Pawtucket Sen. Donna Nesselbush stepped down as the Senate’s deputy majority leader Thursday after rising to the floor to protest what she called an “undemocratic process” that promotes “hegemony.”
She was speaking, in part, of last week’s rise to power of the new Senate president, Dominick Ruggerio, and his swift maneuvers to demote two committee chairmen and replace them with allies. Ruggerio, a North Providence Democrat, had told reporters Tuesday that he didn’t want “dissension within my inner circle.”
He said Friday he was “a little taken aback” by Nesselbush’s comments and would have liked her to remain in the leadership team.
It was a jarring power struggle in a Senate with a reputation for harmony under former president Teresa Paiva Weed, a Newport Democrat who resigned from her seat Friday to take a job in the hospital industry. But even those who have protested Ruggerio’s recent decisions said the centralization of power has been gradual and didn’t start with him.
“There’s been a greater concentration of power in the hands of fewer people,” said Sen. James Sheehan, a North Kingstown Democrat who led the Senate’s oversight committee until Ruggerio pulled him from its chairmanship this week. “That’s unhealthy for the process.

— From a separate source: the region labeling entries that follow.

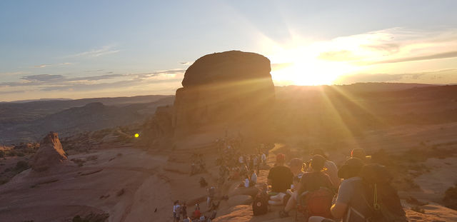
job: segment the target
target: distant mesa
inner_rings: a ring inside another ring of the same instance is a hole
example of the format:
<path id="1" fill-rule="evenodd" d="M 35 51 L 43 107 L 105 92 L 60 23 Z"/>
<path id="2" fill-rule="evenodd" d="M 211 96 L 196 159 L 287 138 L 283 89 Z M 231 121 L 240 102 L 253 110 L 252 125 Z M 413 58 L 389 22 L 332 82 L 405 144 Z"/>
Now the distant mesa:
<path id="1" fill-rule="evenodd" d="M 66 161 L 66 153 L 62 148 L 59 134 L 49 132 L 40 143 L 40 148 L 32 160 L 31 168 L 37 172 L 44 171 Z"/>

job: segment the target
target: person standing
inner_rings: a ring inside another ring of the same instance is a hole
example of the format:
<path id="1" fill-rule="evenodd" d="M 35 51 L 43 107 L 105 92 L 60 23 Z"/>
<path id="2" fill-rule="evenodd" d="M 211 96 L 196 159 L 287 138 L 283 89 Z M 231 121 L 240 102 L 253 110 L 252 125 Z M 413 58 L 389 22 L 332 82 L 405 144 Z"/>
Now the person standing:
<path id="1" fill-rule="evenodd" d="M 292 184 L 293 174 L 291 169 L 284 166 L 286 156 L 283 153 L 276 155 L 275 166 L 270 169 L 267 177 L 267 183 L 271 185 L 271 190 L 275 193 L 286 193 Z"/>

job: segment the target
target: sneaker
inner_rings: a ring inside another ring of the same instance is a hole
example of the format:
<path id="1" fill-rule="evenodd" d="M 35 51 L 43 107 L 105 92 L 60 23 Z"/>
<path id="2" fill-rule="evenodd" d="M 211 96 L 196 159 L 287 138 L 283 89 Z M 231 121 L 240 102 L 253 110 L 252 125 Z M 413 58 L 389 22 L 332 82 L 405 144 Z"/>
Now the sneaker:
<path id="1" fill-rule="evenodd" d="M 279 217 L 280 218 L 286 218 L 288 217 L 288 213 L 284 211 L 279 211 Z"/>

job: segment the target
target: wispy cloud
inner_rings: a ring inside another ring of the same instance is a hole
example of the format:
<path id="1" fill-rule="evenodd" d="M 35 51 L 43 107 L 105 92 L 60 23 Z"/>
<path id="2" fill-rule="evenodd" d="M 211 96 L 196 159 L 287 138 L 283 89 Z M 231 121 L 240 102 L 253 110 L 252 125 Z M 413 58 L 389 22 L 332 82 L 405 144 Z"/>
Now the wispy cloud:
<path id="1" fill-rule="evenodd" d="M 120 50 L 116 49 L 115 48 L 116 47 L 114 45 L 104 46 L 99 49 L 91 49 L 87 51 L 78 53 L 66 57 L 99 57 L 116 54 L 120 51 Z"/>
<path id="2" fill-rule="evenodd" d="M 67 65 L 71 65 L 71 64 L 73 64 L 71 62 L 64 62 L 64 63 L 61 63 L 57 64 L 41 64 L 41 65 L 34 66 L 33 68 L 44 68 L 44 67 L 49 67 L 49 66 L 67 66 Z"/>
<path id="3" fill-rule="evenodd" d="M 69 77 L 60 74 L 39 74 L 22 76 L 20 81 L 0 83 L 0 92 L 21 91 L 26 87 L 29 91 L 85 92 L 100 90 L 125 90 L 129 87 L 143 87 L 162 84 L 171 84 L 178 88 L 185 70 L 175 69 L 147 73 L 107 74 L 80 77 Z M 145 89 L 146 90 L 146 89 Z"/>
<path id="4" fill-rule="evenodd" d="M 341 36 L 321 42 L 319 46 L 326 50 L 320 52 L 318 59 L 356 66 L 454 58 L 457 57 L 457 29 L 431 31 L 392 28 Z"/>
<path id="5" fill-rule="evenodd" d="M 405 74 L 356 74 L 338 77 L 337 84 L 358 82 L 424 83 L 446 84 L 457 82 L 457 69 L 405 73 Z"/>
<path id="6" fill-rule="evenodd" d="M 180 61 L 179 64 L 183 66 L 190 66 L 194 63 L 193 61 Z"/>

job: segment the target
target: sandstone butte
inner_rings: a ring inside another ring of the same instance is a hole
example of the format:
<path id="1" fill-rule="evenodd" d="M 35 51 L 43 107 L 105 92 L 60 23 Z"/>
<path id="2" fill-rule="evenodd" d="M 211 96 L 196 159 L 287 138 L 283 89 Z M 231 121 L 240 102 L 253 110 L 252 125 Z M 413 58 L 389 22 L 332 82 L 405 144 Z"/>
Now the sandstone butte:
<path id="1" fill-rule="evenodd" d="M 262 122 L 274 102 L 270 60 L 249 52 L 206 55 L 187 69 L 176 91 L 175 137 Z"/>
<path id="2" fill-rule="evenodd" d="M 265 136 L 275 101 L 271 70 L 270 60 L 255 53 L 201 57 L 186 71 L 174 105 L 159 107 L 143 125 L 143 141 L 163 147 L 186 138 L 214 138 L 224 131 Z"/>
<path id="3" fill-rule="evenodd" d="M 66 154 L 59 140 L 59 134 L 49 132 L 40 143 L 40 148 L 32 160 L 31 168 L 35 171 L 44 171 L 66 160 Z"/>

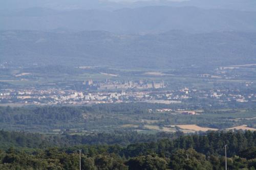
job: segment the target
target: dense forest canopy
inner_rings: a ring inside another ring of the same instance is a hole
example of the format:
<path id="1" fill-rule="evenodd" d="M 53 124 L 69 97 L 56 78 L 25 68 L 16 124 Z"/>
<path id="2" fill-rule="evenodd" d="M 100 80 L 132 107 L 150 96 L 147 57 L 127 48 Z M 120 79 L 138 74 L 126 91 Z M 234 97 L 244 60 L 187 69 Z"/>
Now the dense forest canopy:
<path id="1" fill-rule="evenodd" d="M 13 138 L 29 135 L 11 134 Z M 9 140 L 8 136 L 8 132 L 1 131 L 2 140 Z M 126 147 L 86 144 L 39 149 L 42 147 L 39 143 L 26 142 L 28 146 L 31 143 L 34 149 L 10 147 L 0 150 L 1 169 L 77 169 L 80 149 L 83 169 L 224 169 L 225 144 L 228 146 L 229 169 L 256 168 L 256 132 L 248 131 L 210 131 L 204 135 L 177 136 L 173 139 L 166 137 Z"/>

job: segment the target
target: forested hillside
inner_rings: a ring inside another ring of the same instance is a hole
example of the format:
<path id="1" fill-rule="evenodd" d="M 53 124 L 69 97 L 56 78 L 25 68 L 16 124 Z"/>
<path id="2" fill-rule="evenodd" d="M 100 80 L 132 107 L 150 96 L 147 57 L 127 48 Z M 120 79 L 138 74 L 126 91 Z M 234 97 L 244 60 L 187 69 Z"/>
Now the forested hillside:
<path id="1" fill-rule="evenodd" d="M 108 137 L 106 136 L 106 137 Z M 256 132 L 209 132 L 176 139 L 119 145 L 0 150 L 1 169 L 224 169 L 227 144 L 229 169 L 255 169 Z M 38 146 L 39 147 L 39 146 Z"/>
<path id="2" fill-rule="evenodd" d="M 1 61 L 24 64 L 170 69 L 256 63 L 254 33 L 172 31 L 124 35 L 102 31 L 6 31 L 0 32 L 0 39 Z"/>

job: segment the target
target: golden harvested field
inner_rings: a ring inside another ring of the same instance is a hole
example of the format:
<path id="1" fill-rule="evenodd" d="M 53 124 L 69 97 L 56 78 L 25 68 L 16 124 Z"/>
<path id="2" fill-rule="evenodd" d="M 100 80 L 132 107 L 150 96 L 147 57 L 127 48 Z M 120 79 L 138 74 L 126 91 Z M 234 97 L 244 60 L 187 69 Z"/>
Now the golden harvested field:
<path id="1" fill-rule="evenodd" d="M 200 127 L 197 125 L 177 125 L 177 126 L 182 129 L 190 130 L 195 131 L 218 131 L 219 130 L 218 129 Z"/>
<path id="2" fill-rule="evenodd" d="M 136 125 L 132 125 L 132 124 L 126 124 L 126 125 L 123 125 L 122 126 L 122 127 L 123 128 L 138 128 L 139 126 Z"/>
<path id="3" fill-rule="evenodd" d="M 150 130 L 154 130 L 157 131 L 166 132 L 176 132 L 176 129 L 174 128 L 170 128 L 168 127 L 163 127 L 162 128 L 160 128 L 158 126 L 153 126 L 153 125 L 145 125 L 145 128 L 148 129 Z"/>
<path id="4" fill-rule="evenodd" d="M 227 130 L 234 130 L 234 129 L 237 129 L 237 130 L 241 129 L 241 130 L 250 130 L 250 131 L 256 131 L 256 129 L 249 128 L 247 127 L 247 126 L 246 125 L 243 125 L 241 126 L 236 126 L 235 127 L 232 127 L 232 128 L 227 129 Z"/>

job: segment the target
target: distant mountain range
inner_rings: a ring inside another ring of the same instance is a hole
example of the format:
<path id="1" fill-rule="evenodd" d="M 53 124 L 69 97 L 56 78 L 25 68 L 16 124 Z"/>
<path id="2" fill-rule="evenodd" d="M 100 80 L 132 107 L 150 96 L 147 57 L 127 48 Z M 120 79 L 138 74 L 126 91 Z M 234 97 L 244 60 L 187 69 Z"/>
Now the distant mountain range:
<path id="1" fill-rule="evenodd" d="M 256 31 L 256 12 L 151 6 L 122 9 L 58 11 L 33 8 L 0 12 L 0 30 L 77 31 L 102 30 L 118 34 L 181 30 L 188 32 Z"/>
<path id="2" fill-rule="evenodd" d="M 19 64 L 180 68 L 256 63 L 255 33 L 5 31 L 0 40 L 0 62 Z"/>

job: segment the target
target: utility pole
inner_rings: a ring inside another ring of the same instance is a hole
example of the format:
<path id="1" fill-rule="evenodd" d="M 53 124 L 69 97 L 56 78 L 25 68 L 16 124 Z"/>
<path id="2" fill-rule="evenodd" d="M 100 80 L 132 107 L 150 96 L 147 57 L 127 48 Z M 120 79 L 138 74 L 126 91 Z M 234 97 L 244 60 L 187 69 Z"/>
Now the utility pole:
<path id="1" fill-rule="evenodd" d="M 79 167 L 80 170 L 81 170 L 81 152 L 82 152 L 82 150 L 80 149 L 79 151 Z"/>
<path id="2" fill-rule="evenodd" d="M 225 157 L 226 158 L 226 162 L 225 162 L 226 170 L 227 169 L 227 144 L 225 145 Z"/>

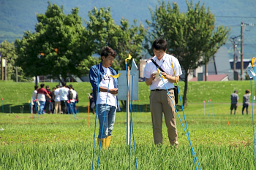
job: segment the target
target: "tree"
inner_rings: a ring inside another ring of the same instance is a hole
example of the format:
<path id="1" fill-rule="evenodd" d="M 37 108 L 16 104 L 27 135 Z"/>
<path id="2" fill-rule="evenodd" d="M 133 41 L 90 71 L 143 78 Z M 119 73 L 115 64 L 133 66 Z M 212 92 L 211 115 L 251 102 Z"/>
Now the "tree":
<path id="1" fill-rule="evenodd" d="M 167 41 L 167 51 L 176 56 L 180 62 L 184 74 L 185 87 L 183 104 L 187 105 L 188 76 L 199 66 L 206 64 L 217 50 L 227 42 L 230 29 L 226 27 L 215 28 L 215 17 L 209 8 L 206 10 L 200 2 L 194 7 L 192 2 L 187 1 L 188 10 L 179 12 L 178 4 L 163 1 L 157 6 L 155 12 L 150 9 L 152 22 L 146 20 L 152 32 L 146 38 L 145 47 L 153 55 L 149 45 L 162 36 Z"/>
<path id="2" fill-rule="evenodd" d="M 91 57 L 93 43 L 82 25 L 78 8 L 72 8 L 67 15 L 63 7 L 48 2 L 45 14 L 38 14 L 37 18 L 36 32 L 26 31 L 23 39 L 15 42 L 16 62 L 26 75 L 47 75 L 62 82 L 88 73 L 95 63 Z"/>
<path id="3" fill-rule="evenodd" d="M 7 80 L 16 81 L 15 59 L 17 55 L 14 47 L 14 43 L 10 43 L 7 40 L 0 45 L 1 57 L 6 58 L 7 64 Z M 19 82 L 31 81 L 31 77 L 26 77 L 20 67 L 18 67 L 18 80 Z"/>
<path id="4" fill-rule="evenodd" d="M 140 59 L 142 46 L 146 30 L 140 23 L 136 26 L 137 20 L 134 20 L 134 25 L 130 26 L 129 21 L 124 18 L 120 20 L 121 25 L 117 25 L 111 17 L 110 8 L 96 7 L 89 12 L 90 20 L 86 21 L 87 29 L 94 39 L 96 48 L 94 53 L 100 55 L 102 47 L 109 46 L 116 53 L 117 57 L 113 64 L 114 69 L 125 69 L 124 60 L 129 53 L 135 62 Z M 127 64 L 131 63 L 130 61 Z"/>

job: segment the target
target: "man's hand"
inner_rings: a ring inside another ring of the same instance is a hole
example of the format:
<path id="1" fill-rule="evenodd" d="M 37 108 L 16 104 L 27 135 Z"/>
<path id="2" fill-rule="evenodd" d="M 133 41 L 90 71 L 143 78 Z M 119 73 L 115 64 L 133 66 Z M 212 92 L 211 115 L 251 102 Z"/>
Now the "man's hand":
<path id="1" fill-rule="evenodd" d="M 152 81 L 154 81 L 154 79 L 156 78 L 155 74 L 152 74 L 150 76 L 150 78 L 151 79 Z"/>
<path id="2" fill-rule="evenodd" d="M 161 74 L 165 76 L 165 78 L 166 78 L 166 76 L 167 76 L 166 72 L 162 72 Z"/>
<path id="3" fill-rule="evenodd" d="M 149 79 L 147 79 L 147 78 L 145 79 L 146 84 L 147 85 L 151 85 L 152 84 L 152 82 L 154 80 L 155 78 L 156 78 L 155 74 L 152 74 L 150 76 L 150 78 L 149 78 Z"/>
<path id="4" fill-rule="evenodd" d="M 113 95 L 115 95 L 115 94 L 117 94 L 118 93 L 118 89 L 117 89 L 117 88 L 109 89 L 108 92 Z"/>

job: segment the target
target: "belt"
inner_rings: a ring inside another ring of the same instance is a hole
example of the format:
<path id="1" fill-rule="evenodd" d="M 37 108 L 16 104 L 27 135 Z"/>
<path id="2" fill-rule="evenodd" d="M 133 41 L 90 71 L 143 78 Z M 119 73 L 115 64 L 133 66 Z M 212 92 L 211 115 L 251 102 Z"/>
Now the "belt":
<path id="1" fill-rule="evenodd" d="M 173 88 L 169 88 L 168 91 L 170 90 L 173 90 Z M 166 91 L 166 89 L 154 89 L 154 90 L 151 90 L 151 91 L 163 91 L 163 90 Z"/>

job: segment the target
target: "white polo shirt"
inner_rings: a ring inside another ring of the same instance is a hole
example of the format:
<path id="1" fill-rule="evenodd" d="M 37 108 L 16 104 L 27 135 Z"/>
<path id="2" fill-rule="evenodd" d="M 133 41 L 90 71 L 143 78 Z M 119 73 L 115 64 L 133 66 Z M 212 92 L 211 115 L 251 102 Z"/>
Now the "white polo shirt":
<path id="1" fill-rule="evenodd" d="M 102 80 L 100 82 L 99 86 L 108 89 L 108 82 L 109 82 L 110 83 L 109 89 L 114 88 L 115 88 L 114 82 L 113 82 L 114 79 L 110 77 L 111 75 L 110 70 L 108 68 L 105 68 L 104 66 L 102 66 L 102 68 L 104 70 L 104 77 L 102 77 Z M 107 98 L 107 93 L 108 93 L 108 98 Z M 117 107 L 116 96 L 111 94 L 110 93 L 100 91 L 99 93 L 98 104 L 105 104 L 106 100 L 107 100 L 108 105 L 114 106 Z"/>
<path id="2" fill-rule="evenodd" d="M 61 96 L 59 96 L 59 89 L 60 88 L 57 88 L 54 91 L 54 95 L 56 95 L 55 98 L 54 98 L 55 101 L 61 101 Z"/>
<path id="3" fill-rule="evenodd" d="M 69 89 L 65 87 L 62 87 L 59 90 L 61 101 L 67 101 L 67 95 L 69 94 Z"/>
<path id="4" fill-rule="evenodd" d="M 170 76 L 174 76 L 173 70 L 171 66 L 171 62 L 173 62 L 175 73 L 176 76 L 180 76 L 182 74 L 182 71 L 181 65 L 176 58 L 169 54 L 165 53 L 163 58 L 161 60 L 158 60 L 156 56 L 154 56 L 152 59 L 168 74 Z M 149 79 L 151 75 L 154 72 L 157 72 L 157 66 L 154 63 L 148 60 L 145 66 L 143 76 L 145 78 Z M 169 82 L 167 79 L 164 79 L 165 84 L 167 89 L 173 88 L 174 84 Z M 152 81 L 152 84 L 150 85 L 150 90 L 154 89 L 166 89 L 165 85 L 160 77 L 156 78 Z"/>

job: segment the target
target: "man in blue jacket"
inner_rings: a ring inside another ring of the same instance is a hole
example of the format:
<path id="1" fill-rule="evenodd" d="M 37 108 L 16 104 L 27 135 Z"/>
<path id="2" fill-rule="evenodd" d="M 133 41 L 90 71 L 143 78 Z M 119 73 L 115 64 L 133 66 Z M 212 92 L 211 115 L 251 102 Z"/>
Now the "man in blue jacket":
<path id="1" fill-rule="evenodd" d="M 118 93 L 117 79 L 110 77 L 110 75 L 116 74 L 116 72 L 111 68 L 111 65 L 116 58 L 116 53 L 112 48 L 104 47 L 100 55 L 102 63 L 91 66 L 89 75 L 90 82 L 93 88 L 94 101 L 97 104 L 97 114 L 99 122 L 98 144 L 99 144 L 103 131 L 102 145 L 103 147 L 108 147 L 110 144 L 111 132 L 115 123 L 116 109 L 118 108 L 118 110 L 120 109 L 116 96 Z M 98 87 L 99 94 L 97 96 Z M 103 128 L 105 108 L 106 112 Z"/>

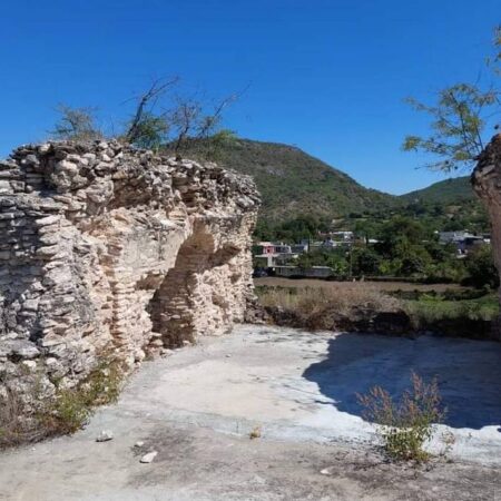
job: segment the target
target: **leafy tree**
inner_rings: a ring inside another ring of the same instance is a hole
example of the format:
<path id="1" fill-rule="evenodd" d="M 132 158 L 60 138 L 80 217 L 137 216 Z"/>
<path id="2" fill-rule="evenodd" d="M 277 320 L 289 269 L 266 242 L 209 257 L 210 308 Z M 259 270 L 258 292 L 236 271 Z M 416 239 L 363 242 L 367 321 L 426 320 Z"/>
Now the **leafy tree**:
<path id="1" fill-rule="evenodd" d="M 479 288 L 499 286 L 499 274 L 494 266 L 490 245 L 480 245 L 472 250 L 464 259 L 464 265 L 468 273 L 466 285 Z"/>
<path id="2" fill-rule="evenodd" d="M 494 30 L 494 49 L 489 63 L 495 78 L 501 75 L 501 27 Z M 407 136 L 403 149 L 432 154 L 439 159 L 426 166 L 450 173 L 473 167 L 484 147 L 485 127 L 500 112 L 500 91 L 495 86 L 482 89 L 478 84 L 460 82 L 440 90 L 433 106 L 413 98 L 407 98 L 407 102 L 430 115 L 432 134 Z"/>
<path id="3" fill-rule="evenodd" d="M 373 247 L 357 247 L 353 253 L 354 275 L 376 275 L 382 262 L 382 257 Z"/>
<path id="4" fill-rule="evenodd" d="M 434 106 L 407 98 L 418 111 L 432 117 L 433 134 L 429 137 L 407 136 L 403 144 L 405 151 L 424 151 L 438 156 L 426 167 L 451 171 L 471 167 L 483 150 L 482 139 L 487 114 L 499 109 L 499 92 L 483 91 L 470 84 L 456 84 L 439 91 Z"/>
<path id="5" fill-rule="evenodd" d="M 50 132 L 56 139 L 91 141 L 102 137 L 96 126 L 92 108 L 72 108 L 67 105 L 58 105 L 56 110 L 60 114 L 60 118 Z"/>

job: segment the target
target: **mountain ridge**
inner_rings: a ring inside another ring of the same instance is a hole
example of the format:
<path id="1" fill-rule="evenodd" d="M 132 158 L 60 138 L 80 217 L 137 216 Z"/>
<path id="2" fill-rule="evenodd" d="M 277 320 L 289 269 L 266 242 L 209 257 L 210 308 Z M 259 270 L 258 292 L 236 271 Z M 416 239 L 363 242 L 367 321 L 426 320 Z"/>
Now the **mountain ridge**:
<path id="1" fill-rule="evenodd" d="M 186 155 L 200 156 L 198 147 L 190 145 Z M 434 183 L 403 195 L 379 191 L 297 146 L 282 143 L 237 138 L 218 145 L 216 161 L 254 178 L 263 198 L 261 217 L 267 220 L 305 214 L 346 217 L 394 210 L 416 202 L 453 204 L 474 198 L 468 177 Z"/>

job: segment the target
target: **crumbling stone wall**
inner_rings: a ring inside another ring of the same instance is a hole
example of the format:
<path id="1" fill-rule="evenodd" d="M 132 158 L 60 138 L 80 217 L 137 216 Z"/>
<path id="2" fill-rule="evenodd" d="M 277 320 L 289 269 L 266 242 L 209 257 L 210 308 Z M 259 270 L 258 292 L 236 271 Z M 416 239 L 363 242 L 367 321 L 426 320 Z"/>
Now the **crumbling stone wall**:
<path id="1" fill-rule="evenodd" d="M 494 263 L 501 276 L 501 134 L 494 136 L 480 155 L 472 174 L 472 184 L 489 213 Z M 495 331 L 501 340 L 500 320 Z"/>
<path id="2" fill-rule="evenodd" d="M 0 385 L 217 335 L 252 296 L 253 181 L 111 141 L 0 161 Z"/>

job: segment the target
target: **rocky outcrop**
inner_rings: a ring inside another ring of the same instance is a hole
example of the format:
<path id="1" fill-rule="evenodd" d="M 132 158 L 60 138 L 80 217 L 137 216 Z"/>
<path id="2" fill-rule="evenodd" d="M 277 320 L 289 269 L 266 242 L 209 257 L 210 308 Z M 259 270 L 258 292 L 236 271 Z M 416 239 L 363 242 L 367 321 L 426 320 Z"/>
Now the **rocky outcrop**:
<path id="1" fill-rule="evenodd" d="M 501 134 L 494 136 L 480 154 L 472 174 L 472 185 L 489 213 L 494 263 L 501 274 Z M 501 340 L 500 321 L 495 331 Z"/>
<path id="2" fill-rule="evenodd" d="M 252 296 L 253 181 L 119 143 L 0 161 L 0 384 L 71 386 L 105 354 L 217 335 Z"/>

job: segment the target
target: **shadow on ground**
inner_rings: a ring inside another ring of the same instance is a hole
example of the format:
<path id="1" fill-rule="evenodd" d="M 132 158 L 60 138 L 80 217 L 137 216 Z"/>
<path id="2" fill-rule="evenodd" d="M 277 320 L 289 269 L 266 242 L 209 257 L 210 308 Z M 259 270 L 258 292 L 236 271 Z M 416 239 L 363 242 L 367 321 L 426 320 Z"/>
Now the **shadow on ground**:
<path id="1" fill-rule="evenodd" d="M 362 416 L 357 393 L 380 385 L 396 397 L 410 386 L 412 371 L 426 381 L 438 377 L 449 426 L 501 424 L 501 343 L 340 334 L 330 340 L 327 357 L 303 377 L 316 383 L 338 411 Z"/>

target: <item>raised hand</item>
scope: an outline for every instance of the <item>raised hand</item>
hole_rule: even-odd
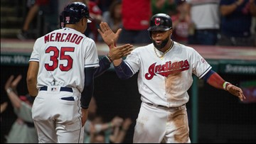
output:
[[[101,22],[100,23],[100,29],[97,29],[97,31],[107,45],[110,45],[112,43],[112,40],[114,40],[114,43],[117,43],[122,31],[121,28],[118,29],[117,33],[114,33],[106,22]],[[111,48],[110,47],[110,48]]]
[[[227,87],[227,91],[230,94],[233,94],[234,96],[238,96],[240,101],[243,101],[243,99],[246,99],[242,93],[242,89],[236,86],[229,84]]]
[[[114,40],[110,40],[110,52],[109,55],[111,57],[111,60],[115,60],[125,57],[131,53],[133,50],[133,45],[130,44],[125,44],[119,47],[115,47]]]

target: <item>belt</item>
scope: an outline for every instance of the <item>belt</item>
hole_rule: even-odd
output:
[[[181,106],[184,106],[185,104],[182,105],[182,106],[178,106],[178,107],[167,107],[166,106],[161,106],[161,105],[154,105],[154,104],[152,104],[151,103],[146,103],[149,106],[156,106],[156,107],[159,107],[159,108],[162,108],[162,109],[179,109],[180,108],[181,108]]]
[[[46,86],[43,86],[39,88],[39,91],[47,91],[48,87]],[[70,87],[60,87],[60,91],[73,92],[73,89]]]

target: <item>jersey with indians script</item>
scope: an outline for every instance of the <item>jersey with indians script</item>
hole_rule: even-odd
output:
[[[139,71],[138,88],[143,102],[167,107],[185,104],[192,74],[201,79],[212,68],[193,48],[174,43],[166,54],[151,43],[134,49],[124,60],[134,74]]]

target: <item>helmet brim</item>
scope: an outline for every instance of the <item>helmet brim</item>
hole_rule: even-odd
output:
[[[93,21],[93,18],[90,16],[88,17],[86,17],[86,18],[87,18],[87,23],[92,23],[92,21]]]
[[[171,28],[167,26],[154,26],[149,27],[147,30],[149,31],[166,31],[168,30],[170,30]]]

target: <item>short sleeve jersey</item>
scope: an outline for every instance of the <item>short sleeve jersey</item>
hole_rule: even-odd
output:
[[[192,74],[201,79],[211,69],[193,48],[174,43],[163,59],[156,56],[163,53],[150,44],[134,49],[124,60],[134,74],[139,71],[142,101],[168,107],[185,104],[188,101]]]
[[[38,38],[29,61],[39,62],[37,87],[62,86],[82,92],[85,67],[99,67],[95,43],[69,28]]]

It’s just not good for democracy.”
In her speech, Nesselbush argued for broader reforms that would give more power to each senator and committee, allowing them to vote on controversial bills and show constituents where they stand.
Bills that don’t have the leadership’s support in both the Senate and state House of Representatives, led by Democratic Speaker Nicholas Mattiello, are routinely put into a limbo status known as “held for further study,” frustrating proponents who spend hours debating the same issues year after year.
A reform push to end that practice was quashed in the House earlier this year. Both chambers have voted to confirm their current procedural rules, meaning they will likely remain unchanged until a new set of lawmakers takes office in 2019.
John Marion of good-government advocacy group Common Cause Rhode Island said the state “has historically had a strong legislature and also a highly centralized legislature,” though he noted that Ruggerio is only its fourth Senate president - it was the lieutenant governor who formally presided over the chamber until 14 years ago.
Mattiello and Ruggerio now have “absolute agenda-setting authority in their respective chambers,” Marion said. “As a result, campaign contributions, lobbyist attention, flow primarily to the leadership.”
Sheehan said Friday that he believes what cost him his role as oversight chairman was his strong advocacy for ethics reform, which he said Senate leaders only “reluctantly” came around to last year, and his insistence on holding hearings on the 38 Studios fiasco. The state’s failed $75 million deal in 2010 with former Boston Red Sox pitcher Curt Schilling’s video game company might never have happened, said Sheehan, if what Paiva Weed knew about the legislation was filtered down to the rest of the Senate before they voted on it.
“If there were more eyes scrutinizing that legislation, there’s a good chance the 38 Studios loan guarantee might never have been made,” Sheehan said.